Figure 6. Metformin exerts anti-tumor effects in vivo by inhibiting PMN-MDSC accumulation via the AMPK/DACH1/ CXCL1 axis. (A) Experiment design in vivo. (B) Kinetics of tumor growth in vivo. Tumor volume was measured every second day and expressed in mm3. (C) Accumulation of transferred PMN-MDSCs in tumor-bearing mice treated with metformin was measured using flow cytometry. (D, E) Expression of CD33, iNOS, and NOX2 was measured by qRT-PCR and immunohistochemistry. (F-H) Expression of CXCL1, DACH1 and activation of AMPK or NF-κB in tumor tissues was measured by qRT-PCR, immunohistochemistry and western blotting. *P < 0.05; **P < 0.01.
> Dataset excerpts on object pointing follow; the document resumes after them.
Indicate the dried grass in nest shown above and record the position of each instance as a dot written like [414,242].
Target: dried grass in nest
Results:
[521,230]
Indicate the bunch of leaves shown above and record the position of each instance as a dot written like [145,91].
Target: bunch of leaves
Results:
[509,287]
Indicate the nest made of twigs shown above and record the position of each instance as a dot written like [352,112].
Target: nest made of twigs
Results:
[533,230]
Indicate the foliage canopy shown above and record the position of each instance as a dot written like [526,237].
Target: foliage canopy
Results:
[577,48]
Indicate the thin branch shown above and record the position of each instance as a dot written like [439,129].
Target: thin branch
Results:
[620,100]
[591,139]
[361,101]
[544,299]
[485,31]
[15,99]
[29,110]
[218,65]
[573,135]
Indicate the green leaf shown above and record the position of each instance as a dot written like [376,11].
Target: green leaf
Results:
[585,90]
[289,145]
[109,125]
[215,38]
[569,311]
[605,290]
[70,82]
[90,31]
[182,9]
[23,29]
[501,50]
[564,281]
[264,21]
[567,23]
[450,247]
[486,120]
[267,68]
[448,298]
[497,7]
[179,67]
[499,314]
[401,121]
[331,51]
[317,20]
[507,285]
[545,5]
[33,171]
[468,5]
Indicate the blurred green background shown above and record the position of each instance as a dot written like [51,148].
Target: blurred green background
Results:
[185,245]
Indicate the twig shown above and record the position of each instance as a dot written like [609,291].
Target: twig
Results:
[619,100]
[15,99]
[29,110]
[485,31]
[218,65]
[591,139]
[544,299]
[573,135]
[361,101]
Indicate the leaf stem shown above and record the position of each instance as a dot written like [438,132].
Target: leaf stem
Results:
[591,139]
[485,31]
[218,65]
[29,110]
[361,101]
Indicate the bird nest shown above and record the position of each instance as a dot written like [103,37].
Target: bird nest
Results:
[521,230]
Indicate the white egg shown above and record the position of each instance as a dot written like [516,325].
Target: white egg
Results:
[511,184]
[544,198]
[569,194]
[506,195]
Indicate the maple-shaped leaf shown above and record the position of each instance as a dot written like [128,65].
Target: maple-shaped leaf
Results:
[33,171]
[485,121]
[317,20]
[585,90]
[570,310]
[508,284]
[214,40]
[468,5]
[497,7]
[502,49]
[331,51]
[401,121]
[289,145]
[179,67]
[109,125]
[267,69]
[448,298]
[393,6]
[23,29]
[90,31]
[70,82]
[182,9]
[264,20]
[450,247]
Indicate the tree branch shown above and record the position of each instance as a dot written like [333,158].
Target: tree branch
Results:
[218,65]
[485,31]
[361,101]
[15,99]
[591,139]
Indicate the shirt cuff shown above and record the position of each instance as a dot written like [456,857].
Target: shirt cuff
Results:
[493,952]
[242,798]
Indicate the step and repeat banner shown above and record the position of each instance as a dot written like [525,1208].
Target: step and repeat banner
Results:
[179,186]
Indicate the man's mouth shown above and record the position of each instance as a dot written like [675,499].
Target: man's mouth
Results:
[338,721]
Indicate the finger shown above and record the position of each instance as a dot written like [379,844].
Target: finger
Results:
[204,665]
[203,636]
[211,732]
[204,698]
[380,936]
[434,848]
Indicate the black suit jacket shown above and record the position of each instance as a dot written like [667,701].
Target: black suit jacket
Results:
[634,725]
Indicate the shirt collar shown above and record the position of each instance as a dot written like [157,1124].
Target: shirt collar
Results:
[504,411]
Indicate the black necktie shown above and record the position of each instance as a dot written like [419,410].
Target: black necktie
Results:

Figure 7. DACH1/CXCL1 regulation of PMN-MDSC accumulation in patients with ESCC undergoing metformin treatment could improve prognosis. CXCL1 expression was verified in tumor tissues and serum from patients with ESCC using qRT-PCR and ELISA. (B) DACH1 expression in patients with ESCC treated with metformin was measured by qRT-PCR and western blotting. (C) Paired analysis of CXCL1 and DACH1 expression in patients receiving metformin treatment. (D) Two representative ESCC samples showing expression patterns of CXCL1 and DACH1. (E) Overall survival of patients with ESCC showing high and low CXCL1 (n = 104; top) and DACH1 expression (n = 105, bottom), presented as a Kaplan-Meier curve. (F)) Expression of DACH1 and CXCL1 was detected using immunohistochemistry. Data show distribution of DACH1 expression in CXCL1-high and CXCL1-low groups. (G) Overall survival of patients with ESCC displaying differential expression of DACH1 and CXCL1, presented as a Kaplan-Meier curve. (H) Schematic representation of the mechanisms of the anti-tumor effects of metformin. *P < 0.05; **P < 0.01; ***P < 0.001; ****P < 0.0001.